The rest of the algorithm evaluates adjacent tiles (i.e. the ones immediately one tile left, right, up and down from the current one):

                var adjacentSquares = GetWalkableAdjacentSquares(current.X, current.Y, map);
                g++;

GetWalkableAdjacentSquares() is defined thusly:

        static List<Location> GetWalkableAdjacentSquares(int x, int y, string[] map)
        {
            var proposedLocations = new List<Location>()
            {
                new Location { X = x, Y = y - 1 },
                new Location { X = x, Y = y + 1 },
                new Location { X = x - 1, Y = y },
                new Location { X = x + 1, Y = y },
            };

            return proposedLocations.Where(
                l => map[l.Y][l.X] == ' ' || map[l.Y][l.X] == 'B').ToList();
        }

So back in the algorithm’s loop, we then have a loop over adjacent squares, computing their scores and adding them to the open list when it makes sense to do so:

                foreach(var adjacentSquare in adjacentSquares)
                {
                    // if this adjacent square is already in the closed list, ignore it
                    if (closedList.FirstOrDefault(l => l.X == adjacentSquare.X
                            && l.Y == adjacentSquare.Y) != null)
                        continue;

                    // if it's not in the open list...
                    if (openList.FirstOrDefault(l => l.X == adjacentSquare.X
                            && l.Y == adjacentSquare.Y) == null)
                    {
                        // compute its score, set the parent
                        adjacentSquare.G = g;
                        adjacentSquare.H = ComputeHScore(adjacentSquare.X,
                            adjacentSquare.Y, target.X, target.Y);
                        adjacentSquare.F = adjacentSquare.G + adjacentSquare.H;
                        adjacentSquare.Parent = current;

                        // and add it to the open list
                        openList.Insert(0, adjacentSquare);
                    }
                    else
                    {
                        // test if using the current G score makes the adjacent square's F score
                        // lower, if yes update the parent because it means it's a better path
                        if (g + adjacentSquare.H < adjacentSquare.F)
                        {
                            adjacentSquare.G = g;
                            adjacentSquare.F = adjacentSquare.G + adjacentSquare.H;
                            adjacentSquare.Parent = current;
                        }
                    }
                }

There’s some duplicate code in the if/else statement above, but I preferred to leave it that way as it’s more readable (which is more important here), especially if you’re following along with “Introduction to A* Pathfinding“.

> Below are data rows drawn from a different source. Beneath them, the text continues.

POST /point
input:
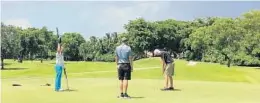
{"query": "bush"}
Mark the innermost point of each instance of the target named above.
(105, 58)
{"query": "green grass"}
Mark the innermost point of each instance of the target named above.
(96, 82)
(88, 90)
(201, 71)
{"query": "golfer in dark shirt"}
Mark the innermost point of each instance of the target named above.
(124, 65)
(167, 69)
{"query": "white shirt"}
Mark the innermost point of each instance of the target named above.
(60, 59)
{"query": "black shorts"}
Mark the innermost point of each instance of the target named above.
(124, 71)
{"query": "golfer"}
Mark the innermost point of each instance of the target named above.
(58, 67)
(124, 66)
(167, 69)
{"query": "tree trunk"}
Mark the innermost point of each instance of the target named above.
(2, 63)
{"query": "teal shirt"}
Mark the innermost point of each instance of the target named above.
(123, 52)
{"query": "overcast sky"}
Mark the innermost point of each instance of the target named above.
(95, 18)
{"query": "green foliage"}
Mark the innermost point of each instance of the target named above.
(231, 41)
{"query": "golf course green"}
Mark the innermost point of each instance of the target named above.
(96, 82)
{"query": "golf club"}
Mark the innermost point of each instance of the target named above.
(66, 76)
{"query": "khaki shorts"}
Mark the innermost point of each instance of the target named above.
(169, 70)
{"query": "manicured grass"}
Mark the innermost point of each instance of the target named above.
(98, 90)
(96, 82)
(201, 71)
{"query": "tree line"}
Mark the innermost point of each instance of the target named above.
(230, 41)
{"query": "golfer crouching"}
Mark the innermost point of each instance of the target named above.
(167, 69)
(58, 67)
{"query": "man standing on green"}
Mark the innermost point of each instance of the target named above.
(124, 66)
(167, 69)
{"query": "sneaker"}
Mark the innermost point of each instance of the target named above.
(126, 95)
(121, 95)
(165, 89)
(171, 88)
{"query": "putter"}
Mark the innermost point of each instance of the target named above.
(66, 76)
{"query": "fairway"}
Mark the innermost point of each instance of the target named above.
(94, 90)
(96, 82)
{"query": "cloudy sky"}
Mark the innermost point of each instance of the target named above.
(95, 18)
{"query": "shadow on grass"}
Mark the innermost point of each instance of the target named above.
(7, 64)
(173, 90)
(64, 63)
(69, 90)
(14, 68)
(137, 97)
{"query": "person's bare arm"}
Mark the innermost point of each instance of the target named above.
(116, 59)
(163, 64)
(58, 48)
(131, 62)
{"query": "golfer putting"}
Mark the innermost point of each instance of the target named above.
(167, 69)
(124, 66)
(58, 67)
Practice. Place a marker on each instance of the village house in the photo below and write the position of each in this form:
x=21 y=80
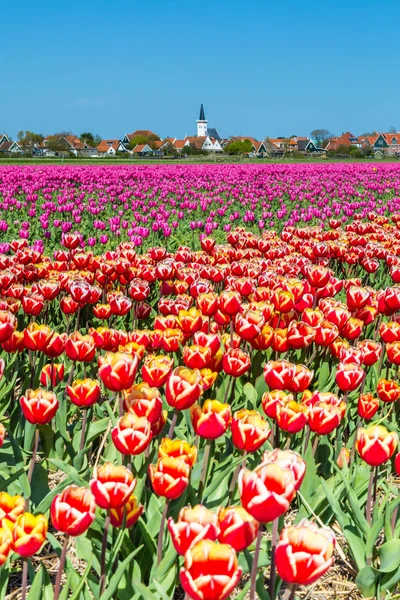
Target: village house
x=346 y=139
x=258 y=148
x=141 y=150
x=179 y=145
x=9 y=147
x=110 y=147
x=66 y=144
x=144 y=133
x=385 y=143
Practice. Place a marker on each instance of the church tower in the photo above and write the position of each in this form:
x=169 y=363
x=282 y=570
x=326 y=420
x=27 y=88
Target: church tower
x=202 y=123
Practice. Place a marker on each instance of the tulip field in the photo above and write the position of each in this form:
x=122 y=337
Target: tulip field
x=199 y=382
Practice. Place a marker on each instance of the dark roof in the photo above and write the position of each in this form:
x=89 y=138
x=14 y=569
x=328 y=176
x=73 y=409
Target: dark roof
x=212 y=132
x=5 y=146
x=302 y=144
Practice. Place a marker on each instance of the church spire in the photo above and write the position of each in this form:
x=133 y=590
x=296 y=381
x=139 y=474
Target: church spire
x=202 y=116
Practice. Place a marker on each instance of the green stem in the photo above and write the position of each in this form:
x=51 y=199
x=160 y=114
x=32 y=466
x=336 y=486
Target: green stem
x=24 y=581
x=103 y=554
x=161 y=532
x=253 y=577
x=369 y=497
x=32 y=463
x=274 y=542
x=83 y=431
x=57 y=587
x=203 y=476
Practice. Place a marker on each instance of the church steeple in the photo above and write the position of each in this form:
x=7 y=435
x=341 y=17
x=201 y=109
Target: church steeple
x=202 y=123
x=202 y=116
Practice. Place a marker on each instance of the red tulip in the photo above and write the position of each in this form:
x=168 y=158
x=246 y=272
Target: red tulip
x=304 y=553
x=73 y=511
x=192 y=526
x=210 y=571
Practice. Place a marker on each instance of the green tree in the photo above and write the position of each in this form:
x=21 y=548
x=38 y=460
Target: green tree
x=140 y=139
x=90 y=138
x=239 y=147
x=320 y=135
x=58 y=143
x=29 y=138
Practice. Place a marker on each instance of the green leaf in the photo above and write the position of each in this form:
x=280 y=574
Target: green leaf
x=357 y=545
x=160 y=589
x=366 y=581
x=116 y=578
x=82 y=580
x=144 y=590
x=389 y=580
x=389 y=555
x=373 y=536
x=69 y=470
x=250 y=393
x=148 y=538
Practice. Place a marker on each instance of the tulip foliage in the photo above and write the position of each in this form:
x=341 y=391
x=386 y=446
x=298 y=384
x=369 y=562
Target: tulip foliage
x=210 y=415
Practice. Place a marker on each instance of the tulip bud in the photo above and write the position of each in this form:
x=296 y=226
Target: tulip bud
x=29 y=534
x=132 y=434
x=367 y=406
x=39 y=406
x=6 y=541
x=112 y=485
x=156 y=370
x=388 y=391
x=267 y=491
x=84 y=392
x=343 y=457
x=73 y=511
x=211 y=420
x=144 y=401
x=249 y=430
x=169 y=477
x=178 y=449
x=192 y=526
x=11 y=507
x=304 y=553
x=349 y=376
x=278 y=374
x=235 y=362
x=210 y=571
x=129 y=512
x=52 y=374
x=118 y=371
x=183 y=388
x=376 y=444
x=238 y=528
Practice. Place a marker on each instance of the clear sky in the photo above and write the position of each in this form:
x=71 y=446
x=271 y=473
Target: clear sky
x=260 y=68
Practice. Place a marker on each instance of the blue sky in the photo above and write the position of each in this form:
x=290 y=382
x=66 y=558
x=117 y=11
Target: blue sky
x=260 y=67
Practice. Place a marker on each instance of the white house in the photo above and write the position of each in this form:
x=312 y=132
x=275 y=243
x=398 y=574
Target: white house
x=110 y=147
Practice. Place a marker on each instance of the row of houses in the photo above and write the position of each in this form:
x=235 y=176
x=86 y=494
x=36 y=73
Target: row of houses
x=206 y=140
x=380 y=143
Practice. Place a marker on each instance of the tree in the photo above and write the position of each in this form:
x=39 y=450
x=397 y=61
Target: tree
x=140 y=139
x=58 y=143
x=239 y=147
x=29 y=138
x=90 y=138
x=320 y=135
x=169 y=150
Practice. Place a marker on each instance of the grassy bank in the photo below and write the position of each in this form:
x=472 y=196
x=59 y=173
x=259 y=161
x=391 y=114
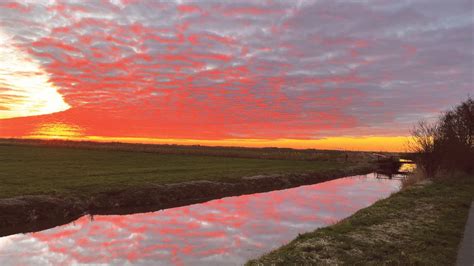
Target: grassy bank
x=419 y=225
x=52 y=170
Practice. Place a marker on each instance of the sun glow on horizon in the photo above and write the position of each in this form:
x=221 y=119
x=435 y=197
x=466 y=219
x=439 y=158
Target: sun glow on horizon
x=25 y=89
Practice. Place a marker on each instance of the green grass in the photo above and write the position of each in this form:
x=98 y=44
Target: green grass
x=420 y=225
x=33 y=170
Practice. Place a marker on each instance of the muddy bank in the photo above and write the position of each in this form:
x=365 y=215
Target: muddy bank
x=34 y=213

That’s the last thing in the algorithm itself. So once it’s done, you can see the locations that were examined thanks to the dots drawn on the map:

astar-pathfinding-1

When it’s done, the program will run the following code, tracing its way back from destination to start by following the Parent property:

            // assume path was found; let's show it
            while (current != null)
            {
                Console.SetCursorPosition(current.X, current.Y);
                Console.Write('_');
                Console.SetCursorPosition(current.X, current.Y);
                current = current.Parent;
                System.Threading.Thread.Sleep(1000);
            }

This illustrates the actual shortest path by transforming the dots to underscores:

astar-pathfinding-2

You’ll notice that there is in fact a location that was examined but not used in the final path. That’s pretty normal, as A* may need to backtrack at times.